What problems does eBPF solve?
To better answer this question, it helps to know a little bit about the origins of eBPF, and how it developed from the original Berkeley Packet Filter, or BPF.
BPF was introduced in 1993 as a way to control and filter traffic. Before BPF, packet filtering tools were restricted to user space, which made these applications CPU-intensive and limited their capabilities. BPF offered a unique alternative because it operated as an in-kernel virtual machine (VM) that allowed packet filtering within normally isolated kernel space.

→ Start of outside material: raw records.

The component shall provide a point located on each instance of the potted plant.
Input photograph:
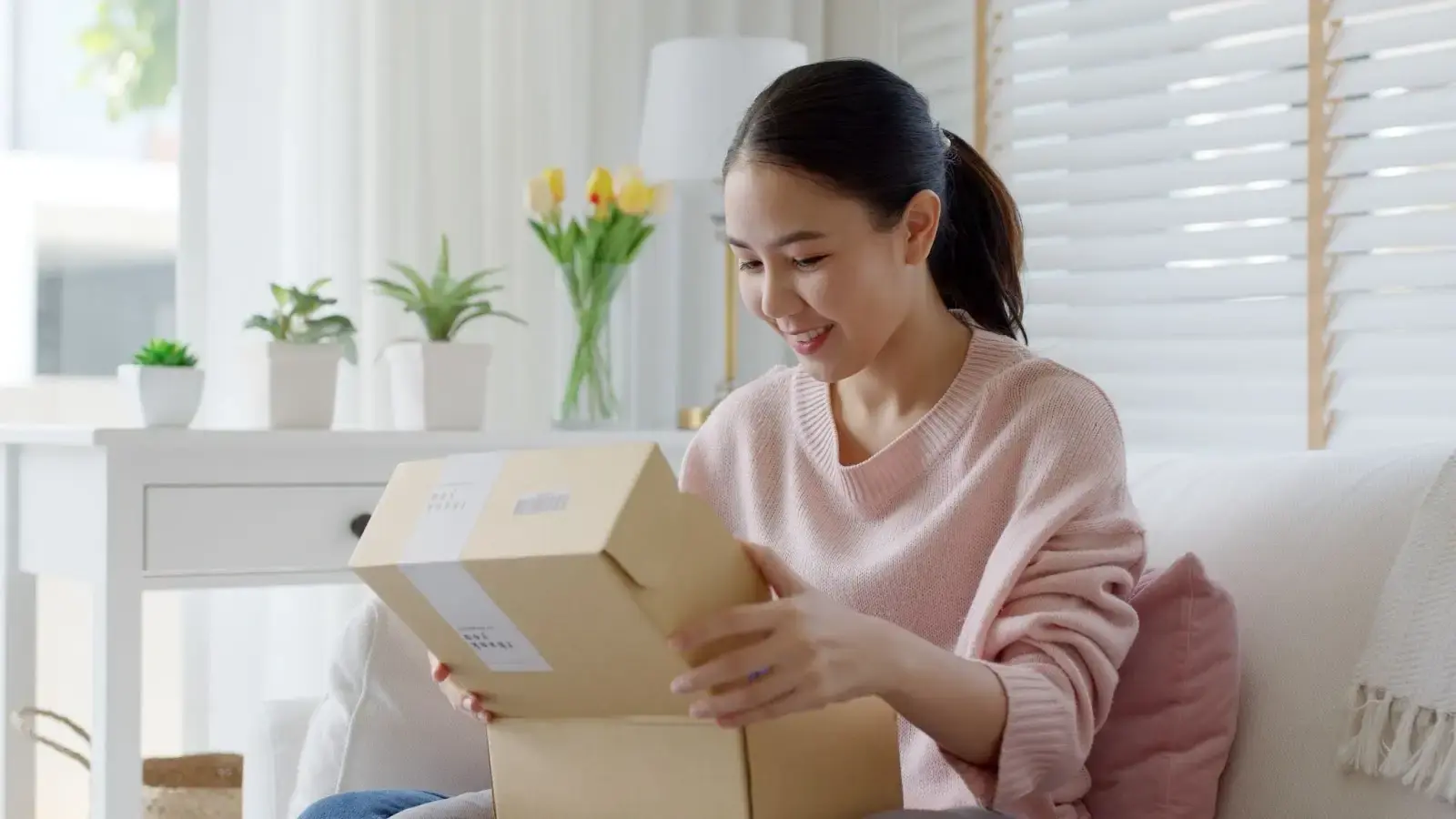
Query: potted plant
(165, 383)
(439, 382)
(305, 347)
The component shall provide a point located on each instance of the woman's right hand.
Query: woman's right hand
(465, 702)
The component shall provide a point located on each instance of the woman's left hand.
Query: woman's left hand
(813, 653)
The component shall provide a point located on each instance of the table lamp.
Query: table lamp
(698, 89)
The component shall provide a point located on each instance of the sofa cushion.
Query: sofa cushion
(383, 722)
(1176, 712)
(1302, 542)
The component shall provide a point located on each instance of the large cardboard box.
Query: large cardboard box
(552, 579)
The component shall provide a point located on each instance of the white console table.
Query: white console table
(130, 511)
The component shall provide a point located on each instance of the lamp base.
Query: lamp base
(692, 417)
(695, 417)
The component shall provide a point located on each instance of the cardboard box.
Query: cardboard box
(552, 579)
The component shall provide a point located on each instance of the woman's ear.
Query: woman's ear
(921, 220)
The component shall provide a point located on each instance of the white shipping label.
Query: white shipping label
(431, 564)
(475, 617)
(453, 508)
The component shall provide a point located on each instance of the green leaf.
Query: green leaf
(273, 325)
(510, 317)
(165, 353)
(421, 286)
(470, 286)
(404, 295)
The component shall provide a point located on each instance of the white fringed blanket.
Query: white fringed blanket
(1404, 695)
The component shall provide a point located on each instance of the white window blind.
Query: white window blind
(1161, 152)
(1392, 222)
(932, 44)
(1157, 149)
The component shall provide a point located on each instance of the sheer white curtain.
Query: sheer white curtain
(327, 136)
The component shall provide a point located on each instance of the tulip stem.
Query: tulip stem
(590, 395)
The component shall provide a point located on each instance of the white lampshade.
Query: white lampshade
(696, 92)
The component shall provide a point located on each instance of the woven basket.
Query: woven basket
(203, 785)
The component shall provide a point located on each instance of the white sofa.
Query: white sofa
(1302, 541)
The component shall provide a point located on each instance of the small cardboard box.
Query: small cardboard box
(551, 579)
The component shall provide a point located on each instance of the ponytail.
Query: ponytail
(977, 254)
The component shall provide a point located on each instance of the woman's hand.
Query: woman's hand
(465, 702)
(813, 653)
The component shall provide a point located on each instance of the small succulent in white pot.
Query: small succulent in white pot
(305, 349)
(439, 383)
(165, 383)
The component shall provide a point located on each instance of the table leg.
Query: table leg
(116, 777)
(16, 646)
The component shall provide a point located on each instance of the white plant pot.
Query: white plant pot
(302, 385)
(164, 397)
(437, 385)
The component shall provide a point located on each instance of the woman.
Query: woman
(943, 513)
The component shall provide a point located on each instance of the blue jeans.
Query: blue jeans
(386, 804)
(369, 804)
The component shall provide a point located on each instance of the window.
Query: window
(87, 239)
(1228, 278)
(98, 193)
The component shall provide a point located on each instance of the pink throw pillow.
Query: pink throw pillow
(1167, 739)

Despite its innovations, the original BPF was adopted in a limited way—mainly as the underlying technology for a popular utility called tcpdump. Then, the BPF project gained new life when it needed to be updated for modern 64-bit processors. As part of this update, BPF was also extended by removing important limitations to its original functionality, enabling it to solve new problems outside of packet filtering that engineers were beginning to face.
Security challenges
For example, organizations needed more effective strategies to combat threats that were increasingly evading anti-malware software and firewalls. What’s more, whereas many organizations had once considered security strategy mainly in the context of a strong perimeter defense around the corporate network, the new reality of mixed cloud environments made it clear that there was no longer a clear perimeter to defend. Alternative security mechanisms were needed that were powerful but efficient enough to run anywhere and everywhere, not just at the network perimeter.

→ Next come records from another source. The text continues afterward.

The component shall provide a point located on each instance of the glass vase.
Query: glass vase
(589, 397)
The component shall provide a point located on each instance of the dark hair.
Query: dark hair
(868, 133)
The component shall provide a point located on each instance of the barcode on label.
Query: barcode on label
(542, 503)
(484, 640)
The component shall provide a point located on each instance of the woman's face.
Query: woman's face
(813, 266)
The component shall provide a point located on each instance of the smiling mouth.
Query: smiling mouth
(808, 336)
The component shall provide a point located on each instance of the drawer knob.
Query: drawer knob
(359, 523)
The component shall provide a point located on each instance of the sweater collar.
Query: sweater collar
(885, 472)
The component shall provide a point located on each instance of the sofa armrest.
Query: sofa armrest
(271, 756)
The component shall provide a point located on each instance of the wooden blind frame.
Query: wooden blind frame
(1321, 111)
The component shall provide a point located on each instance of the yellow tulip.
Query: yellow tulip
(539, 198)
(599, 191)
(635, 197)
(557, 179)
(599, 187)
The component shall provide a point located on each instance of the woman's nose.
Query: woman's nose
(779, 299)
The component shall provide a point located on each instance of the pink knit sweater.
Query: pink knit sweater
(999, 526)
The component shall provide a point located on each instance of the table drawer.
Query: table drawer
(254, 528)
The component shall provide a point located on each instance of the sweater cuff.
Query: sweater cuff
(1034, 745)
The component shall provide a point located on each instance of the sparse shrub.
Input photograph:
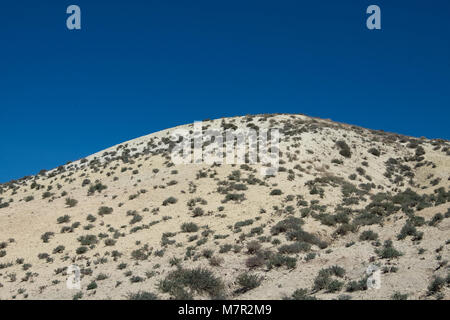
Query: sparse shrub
(374, 151)
(197, 212)
(142, 295)
(81, 250)
(170, 200)
(368, 235)
(253, 247)
(63, 219)
(276, 192)
(248, 282)
(201, 281)
(71, 202)
(189, 227)
(344, 149)
(104, 211)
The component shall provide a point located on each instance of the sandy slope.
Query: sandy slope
(309, 151)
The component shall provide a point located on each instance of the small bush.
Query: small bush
(63, 219)
(71, 202)
(104, 211)
(248, 282)
(142, 295)
(368, 235)
(189, 227)
(170, 200)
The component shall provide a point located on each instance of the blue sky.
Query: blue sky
(141, 66)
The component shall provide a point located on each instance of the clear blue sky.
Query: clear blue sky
(140, 66)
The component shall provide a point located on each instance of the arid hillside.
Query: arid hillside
(138, 226)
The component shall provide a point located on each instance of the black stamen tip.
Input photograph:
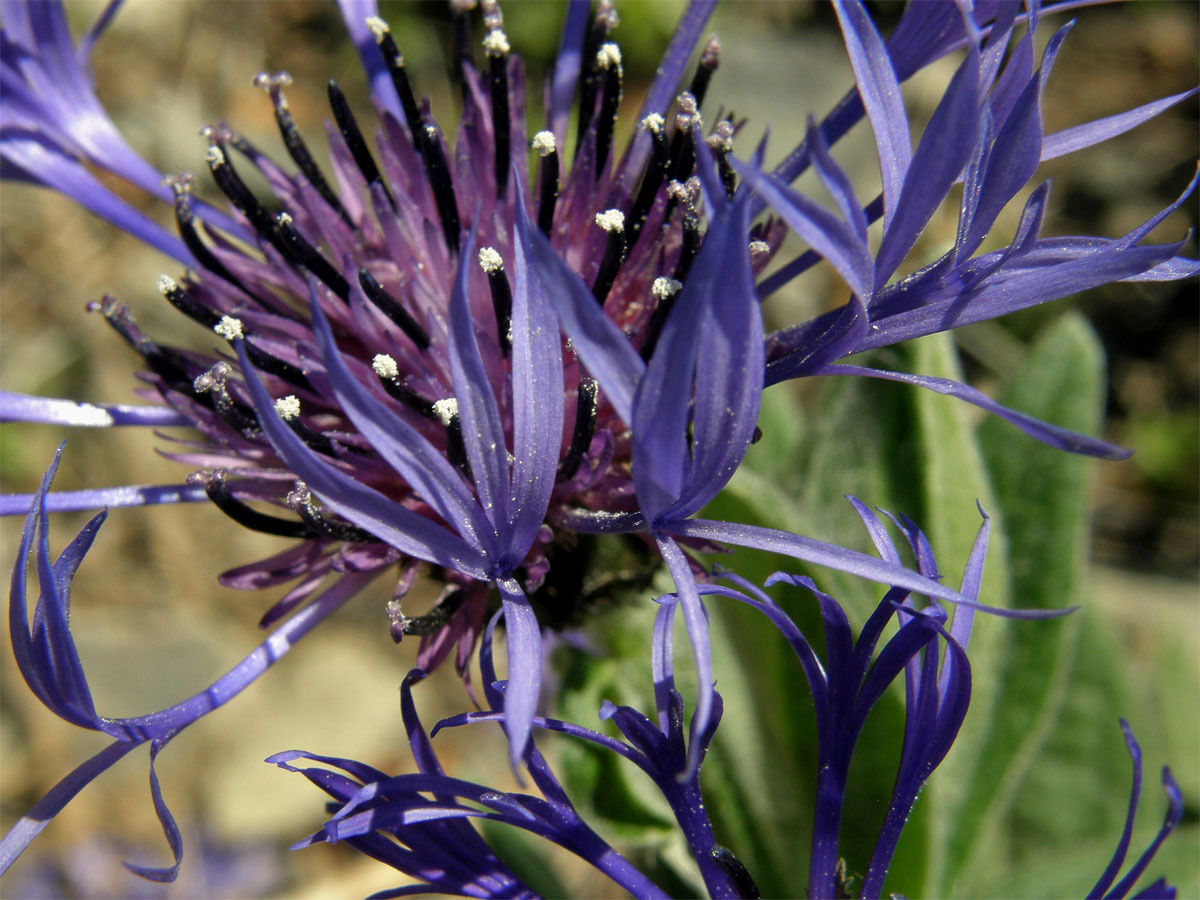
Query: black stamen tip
(349, 129)
(390, 307)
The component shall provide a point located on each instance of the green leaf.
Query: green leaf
(1043, 496)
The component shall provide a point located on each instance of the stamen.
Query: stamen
(585, 427)
(502, 295)
(307, 256)
(613, 222)
(228, 328)
(420, 625)
(298, 150)
(709, 59)
(652, 179)
(544, 143)
(186, 304)
(496, 47)
(389, 377)
(241, 197)
(213, 383)
(609, 63)
(598, 35)
(390, 307)
(300, 499)
(185, 222)
(683, 155)
(353, 137)
(427, 147)
(723, 144)
(214, 484)
(665, 292)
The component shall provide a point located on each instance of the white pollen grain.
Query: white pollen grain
(228, 328)
(384, 366)
(612, 221)
(663, 288)
(544, 143)
(490, 261)
(288, 407)
(445, 409)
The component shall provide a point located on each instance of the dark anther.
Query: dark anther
(390, 307)
(307, 256)
(353, 137)
(456, 451)
(297, 149)
(709, 60)
(241, 197)
(652, 179)
(165, 363)
(400, 391)
(738, 874)
(683, 154)
(691, 238)
(613, 222)
(185, 221)
(420, 625)
(665, 291)
(497, 47)
(214, 484)
(585, 429)
(544, 143)
(723, 143)
(502, 295)
(300, 499)
(609, 63)
(426, 145)
(589, 77)
(234, 414)
(275, 366)
(186, 304)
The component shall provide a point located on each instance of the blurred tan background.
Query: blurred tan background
(153, 623)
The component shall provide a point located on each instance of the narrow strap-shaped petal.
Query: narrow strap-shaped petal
(1050, 435)
(483, 432)
(880, 90)
(604, 348)
(537, 388)
(33, 822)
(696, 622)
(1097, 131)
(48, 411)
(941, 155)
(406, 449)
(15, 504)
(365, 507)
(841, 559)
(525, 667)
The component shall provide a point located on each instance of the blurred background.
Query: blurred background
(150, 618)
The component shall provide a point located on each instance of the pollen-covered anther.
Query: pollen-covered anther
(609, 57)
(612, 221)
(378, 28)
(664, 288)
(213, 378)
(385, 366)
(447, 411)
(288, 407)
(228, 327)
(654, 124)
(490, 261)
(544, 143)
(496, 43)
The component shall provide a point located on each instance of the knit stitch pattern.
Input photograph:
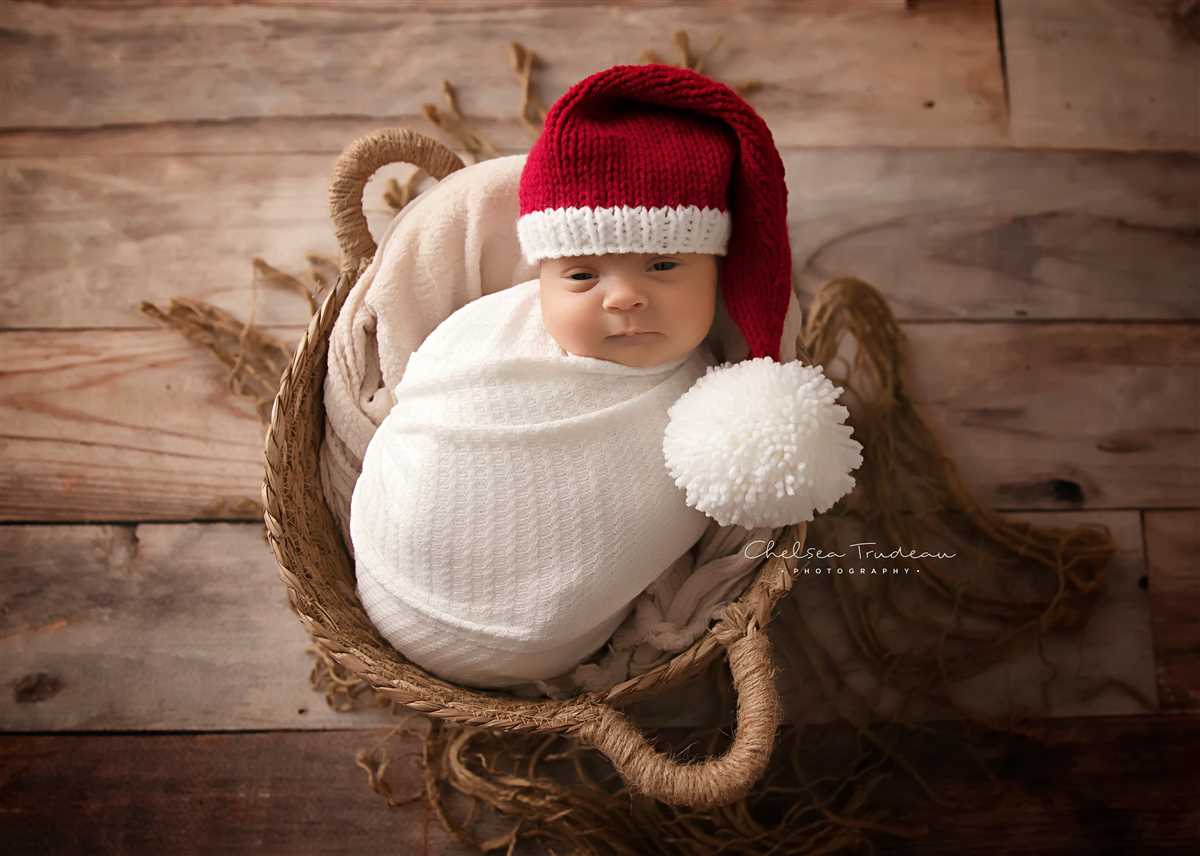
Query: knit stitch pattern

Need to improve applications faster
Other challenges emerged in parallel with security concerns. For example, an increasingly competitive environment was shortening development cycles and putting pressure on engineering teams to find and fix bugs faster. This trend led to the need for more granular application tracing, along with faster debugging. But Linux lacked a global mechanism to perform end-to-end tracing of running applications.
These challenges could be addressed by directly updating the Linux kernel with more powerful features, but doing so was (and still is) difficult to achieve in practice. To gain new types of access to kernel-level functions, one has the option of waiting for the Linux community to build and approve those new capabilities in the kernel, but this process normally takes many years. Alternatively, one has the option of modifying the kernel source code in one’s own Linux fork, but this solution is complicated and risky to implement because kernel modifications can pose a serious risk to the stability of a system. Yet another option would be to write loadable kernel modules (LKMs) to provide the desired functionality. But LKMs are also complex, risky, and typically require fairly large teams to develop. Additionally, LKMs require constant maintenance because any Linux kernel version upgrade can inadvertently break the module.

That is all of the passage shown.